Dennoch hat Hilmar Kopper, 75, der in seiner langen Laufbahn insgesamt 61 Aufsichtsmandate bekleidete, im Sommer vergangenen Jahres den Aufsichtsratsvorsitz bei der kleinen Landesbank "gern übernommen" und den Job zu seiner "patriotischen Aufgabe" erklärt.

Ausgerechnet eine Landesbank

Gehe es doch dem großen alten Mann der Deutschland AG um nichts weniger als die Rettung der Bank - "einer musste es ja machen". Dabei war Koppers Wechsel in den Aufsichtsrat der HSH etwa vergleichbar einem doch eher unwahrscheinlichen Engagement von Franz Beckenbauer bei Eintracht Braunschweig.

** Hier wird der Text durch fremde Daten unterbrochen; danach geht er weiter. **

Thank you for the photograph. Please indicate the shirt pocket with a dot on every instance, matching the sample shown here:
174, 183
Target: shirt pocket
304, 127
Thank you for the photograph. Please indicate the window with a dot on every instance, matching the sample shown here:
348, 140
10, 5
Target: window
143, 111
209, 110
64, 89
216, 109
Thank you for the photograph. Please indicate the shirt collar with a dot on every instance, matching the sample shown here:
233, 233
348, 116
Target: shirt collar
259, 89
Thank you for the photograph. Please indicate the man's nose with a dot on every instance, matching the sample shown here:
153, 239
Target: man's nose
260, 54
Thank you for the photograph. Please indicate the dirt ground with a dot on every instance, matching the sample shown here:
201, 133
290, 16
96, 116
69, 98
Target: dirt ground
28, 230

Ausgerechnet eine Landesbank. Aus seiner Zeit als Chef der Deutschen Bank ist Koppers Ausspruch überliefert, er bitte den lieben Gott darum, dass sein Haus niemals Sparkassen kaufen möge. Grau, langweilig. Provinz eben. Entsprechend sorgten sich etliche Landespolitiker im Norden, Kopper werde bei einem Rauswurf des HSH-Vorstandsvorsitzenden Dirk Jens Nonnenmacher selbst die Brocken hinwerfen - oder, schlimmer noch, sich der Politik entgegenstellen. Bereits im vergangenen Herbst hatte der 75-Jährige darauf hingewiesen, die Länder könnten als Eigentümer nur den Aufsichtsrat und nicht den Vorstand abberufen. "Wenn sie Herrn Nonnenmacher entlassen wollen, müssen sie erst einmal mich entlassen", hatte Kopper gesagt.

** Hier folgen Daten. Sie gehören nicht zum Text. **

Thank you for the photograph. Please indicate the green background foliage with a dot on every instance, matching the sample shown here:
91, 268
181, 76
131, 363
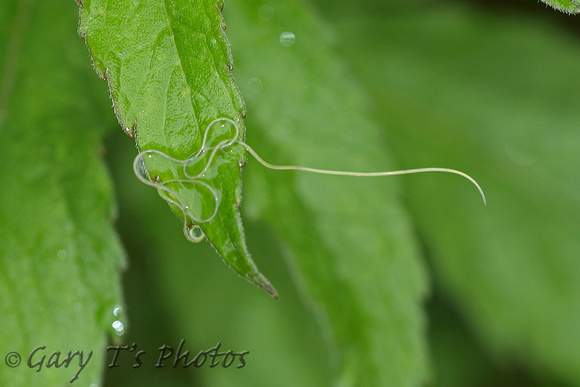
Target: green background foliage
393, 281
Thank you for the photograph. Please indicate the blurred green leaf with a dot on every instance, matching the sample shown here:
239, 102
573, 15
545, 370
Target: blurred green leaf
568, 6
494, 96
59, 256
348, 240
168, 67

Als sich das Kabinett in Kiel und der Senat in Hamburg am Dienstag darauf verständigten, den durch Affären belasteten Nonnenmacher fallen zu lassen, kreisten die Gespräche immer wieder um Kopper. Was wird er tun? Bleiben? Kämpfen? Schimpfen? Noch in der Kabinettssitzung in Kiel wies Wirtschaftsminister Jost de Jager darauf hin, dass eine fristlose Kündigung Nonnenmachers mit Kopper nicht zu machen sei. Den Alten brauche man. Nun hat sich Kopper nach Senatsangaben dazu bereit erklärt, den Abgang Nonnenmachers, dem im Übrigen eine abgrundtiefe Abneigung zu Politikern nachgesagt wird, umzusetzen.

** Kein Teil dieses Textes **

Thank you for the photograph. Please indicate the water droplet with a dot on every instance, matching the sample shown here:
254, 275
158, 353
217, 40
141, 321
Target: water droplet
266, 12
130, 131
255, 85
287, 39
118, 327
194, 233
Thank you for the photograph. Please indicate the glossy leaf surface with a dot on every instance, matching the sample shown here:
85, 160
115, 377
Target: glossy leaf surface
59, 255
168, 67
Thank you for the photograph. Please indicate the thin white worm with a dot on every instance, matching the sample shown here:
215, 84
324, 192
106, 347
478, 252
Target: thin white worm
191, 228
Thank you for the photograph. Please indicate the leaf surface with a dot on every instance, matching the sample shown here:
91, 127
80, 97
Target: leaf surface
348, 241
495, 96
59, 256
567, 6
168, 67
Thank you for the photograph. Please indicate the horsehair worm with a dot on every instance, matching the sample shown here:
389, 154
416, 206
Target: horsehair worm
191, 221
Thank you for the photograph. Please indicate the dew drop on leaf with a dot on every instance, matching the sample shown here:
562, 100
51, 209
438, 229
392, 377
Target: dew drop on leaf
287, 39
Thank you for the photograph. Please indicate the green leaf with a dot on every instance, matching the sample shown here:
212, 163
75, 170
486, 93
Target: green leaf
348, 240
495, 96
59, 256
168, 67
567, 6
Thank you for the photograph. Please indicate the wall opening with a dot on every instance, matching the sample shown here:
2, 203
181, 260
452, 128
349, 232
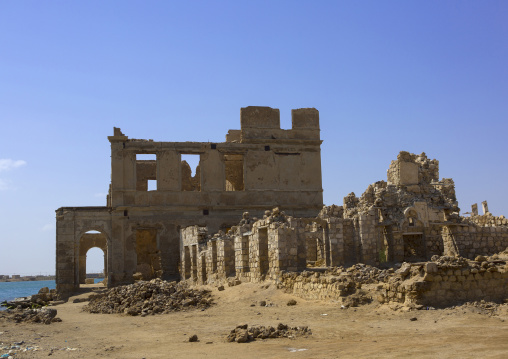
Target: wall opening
148, 256
146, 172
263, 251
191, 174
95, 266
214, 256
92, 257
194, 266
414, 247
203, 268
152, 185
187, 263
245, 254
233, 165
311, 251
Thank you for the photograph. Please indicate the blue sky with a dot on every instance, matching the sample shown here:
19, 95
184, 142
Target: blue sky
386, 76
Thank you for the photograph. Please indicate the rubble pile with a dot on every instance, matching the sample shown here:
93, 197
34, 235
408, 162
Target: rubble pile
244, 333
149, 297
42, 315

In einem Brief an Michael Neumann, den Vorsitzenden der SPD-Bürgerschaftsfraktion Hamburg, hatte Kopper vorigen Monat darauf hingewiesen, dass er das Amt des Aufsichtsratsvorsitzenden nur "übernommen habe, weil mit Herrn Nonnenmacher ein ausgewiesener Fachmann und eine integre Persönlichkeit an der Spitze der Bank" stand. Für eine "Entbindung des Vorstandsvorsitzenden von seinen Aufgaben" gebe es "derzeit keinen Anlass". Andererseits hatte er sowohl in diesem Brief als auch vorige Woche bei einem Treffen in der Kieler Staatskanzlei betont, es sei eine "Unterstellung", dass er seine "Aufsichtsratstätigkeit mit dem Verbleib von Herrn Nonnenmacher im Vorstand der HSH" verknüpft habe.

Nonnenmacher, der Ziehsohn

Das Verhältnis des 75-jährigen Aufsichtsratschefs zu dem 47-jährigen Noch-Vorstandsvorsitzenden ist von Beobachtern gelegentlich als Vater-Sohn-Verhältnis interpretiert worden. Nonnenmacher sei ein Ziehsohn Koppers, hieß es. Vom Alter her kommt das vielleicht hin, sonst aber eher nicht. Für einen Kopper, der Josef Ackermann zur Deutschen Bank geholt hat, ist die Personalie Nonnenmacher eigentlich nicht so bedeutend. "Dr. No" wird er genannt. In der großen Bankenwelt war der Mathematiker und Zahlenmann Nonnenmacher eher eine kleine Figur.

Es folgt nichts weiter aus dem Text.